The commission had previously offered a pay rise of between 6 percent and 9.5 percent if firefighters increase the time they spend performing extra tasks such as cleaning by 48 percent. The union's national secretary Derek Best attempted to sell the package as being “at the limits” of what the Labour-Alliance government could offer. Professional firefighters have not had a pay rise since 1991.

Having rejected the deal the firefighters voted for further industrial action. Best said this week that “everyone” was keen to see a settlement reached soon. He confirmed the talks had been going ahead but refused to be more specific. Firefighters are maintaining bans on non-operational overtime and the use of computers.

Court case begins over picket line killing

A legal case over the killing of waterfront picket Christine Clarke at the New Zealand port of Lyttelton on December 29, 1999, went before the High Court in Christchurch this week. Fifty-two year old businessman Derek Powell was charged with culpable homicide after running Clarke over with his four-wheel drive vehicle.

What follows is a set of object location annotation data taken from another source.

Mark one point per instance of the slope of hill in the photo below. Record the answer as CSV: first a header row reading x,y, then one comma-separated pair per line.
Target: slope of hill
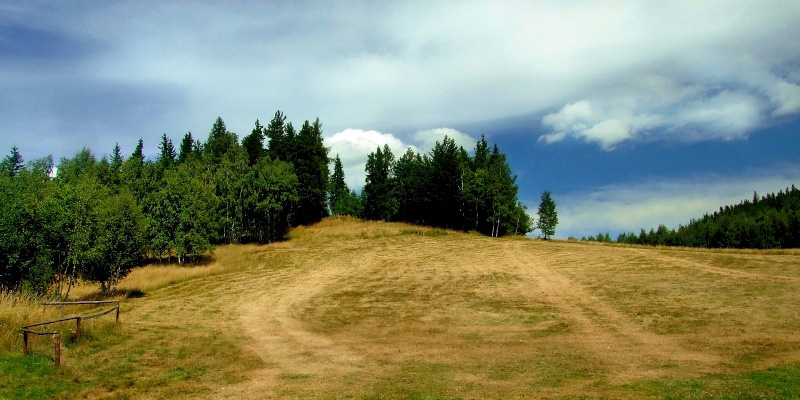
x,y
382,310
768,222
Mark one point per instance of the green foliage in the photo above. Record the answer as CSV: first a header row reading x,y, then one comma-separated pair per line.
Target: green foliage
x,y
447,188
768,222
379,200
13,163
273,201
338,188
187,149
548,217
120,241
310,160
254,144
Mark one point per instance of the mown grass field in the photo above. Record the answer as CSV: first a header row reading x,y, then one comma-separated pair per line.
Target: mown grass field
x,y
349,309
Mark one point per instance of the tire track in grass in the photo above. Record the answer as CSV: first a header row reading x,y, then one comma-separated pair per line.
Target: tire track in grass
x,y
602,329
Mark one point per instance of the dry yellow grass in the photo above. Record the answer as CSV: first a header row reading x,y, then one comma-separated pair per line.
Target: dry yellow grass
x,y
381,310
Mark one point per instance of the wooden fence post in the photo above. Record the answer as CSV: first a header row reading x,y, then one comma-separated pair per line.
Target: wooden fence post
x,y
57,348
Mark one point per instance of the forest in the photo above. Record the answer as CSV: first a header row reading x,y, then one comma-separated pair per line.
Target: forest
x,y
768,222
96,219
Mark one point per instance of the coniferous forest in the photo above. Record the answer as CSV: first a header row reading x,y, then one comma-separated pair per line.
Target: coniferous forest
x,y
96,219
768,222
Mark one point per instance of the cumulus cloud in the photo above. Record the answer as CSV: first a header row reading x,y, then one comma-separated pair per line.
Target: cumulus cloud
x,y
786,97
354,145
405,65
631,207
686,115
427,139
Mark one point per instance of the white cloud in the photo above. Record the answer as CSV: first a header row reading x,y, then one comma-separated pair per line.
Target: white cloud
x,y
354,145
629,208
403,65
685,114
786,97
427,139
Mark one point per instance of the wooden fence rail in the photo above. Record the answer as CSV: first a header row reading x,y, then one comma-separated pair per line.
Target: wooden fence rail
x,y
78,319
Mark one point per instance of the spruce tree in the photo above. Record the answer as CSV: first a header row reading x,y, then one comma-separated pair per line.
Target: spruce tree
x,y
254,144
310,161
167,152
13,162
379,200
548,217
339,189
187,148
276,133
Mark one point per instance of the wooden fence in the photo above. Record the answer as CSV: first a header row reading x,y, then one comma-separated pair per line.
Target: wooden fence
x,y
26,330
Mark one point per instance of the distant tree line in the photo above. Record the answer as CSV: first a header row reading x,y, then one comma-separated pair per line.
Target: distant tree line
x,y
768,222
447,188
96,219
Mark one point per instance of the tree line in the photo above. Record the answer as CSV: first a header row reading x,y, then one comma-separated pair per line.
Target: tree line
x,y
446,188
96,219
768,222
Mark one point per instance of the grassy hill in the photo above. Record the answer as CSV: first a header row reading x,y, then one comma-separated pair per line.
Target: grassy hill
x,y
349,309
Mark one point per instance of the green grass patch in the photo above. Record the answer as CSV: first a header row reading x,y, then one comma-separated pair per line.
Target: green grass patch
x,y
35,377
782,382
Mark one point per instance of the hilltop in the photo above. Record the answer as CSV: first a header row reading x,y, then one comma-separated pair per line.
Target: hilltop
x,y
350,309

Clarke, the 45-year-old wife of a wharf worker, was struck by Powell's car while picketing with port workers against a decision by the Lyttelton Port Company to contract out its coal loading operations. She died in hospital two days later.

Witnesses told the court that on the second day of the picket, Powell had driven his sports utility at high speed toward the picket line. He braked heavily, stopping just short of the pickets. He then nudged his car forward to about 15 centimetres from the picketing workers' legs.

After being warned by a picket leader to be careful and keep his speed down, Powell accelerated and drove straight into the picket. Clarke, who had been standing in front of the vehicle, was carried a short distance before falling and hitting her head on the road.

The court was told that the defence would claim that Powell accelerated because he had been abused and assaulted by the pickets. He had wanted to get past the picket line because he had “customers to keep happy”. The picketers denied that there had been any physical altercation between Powell and anyone on the line. The case is continuing.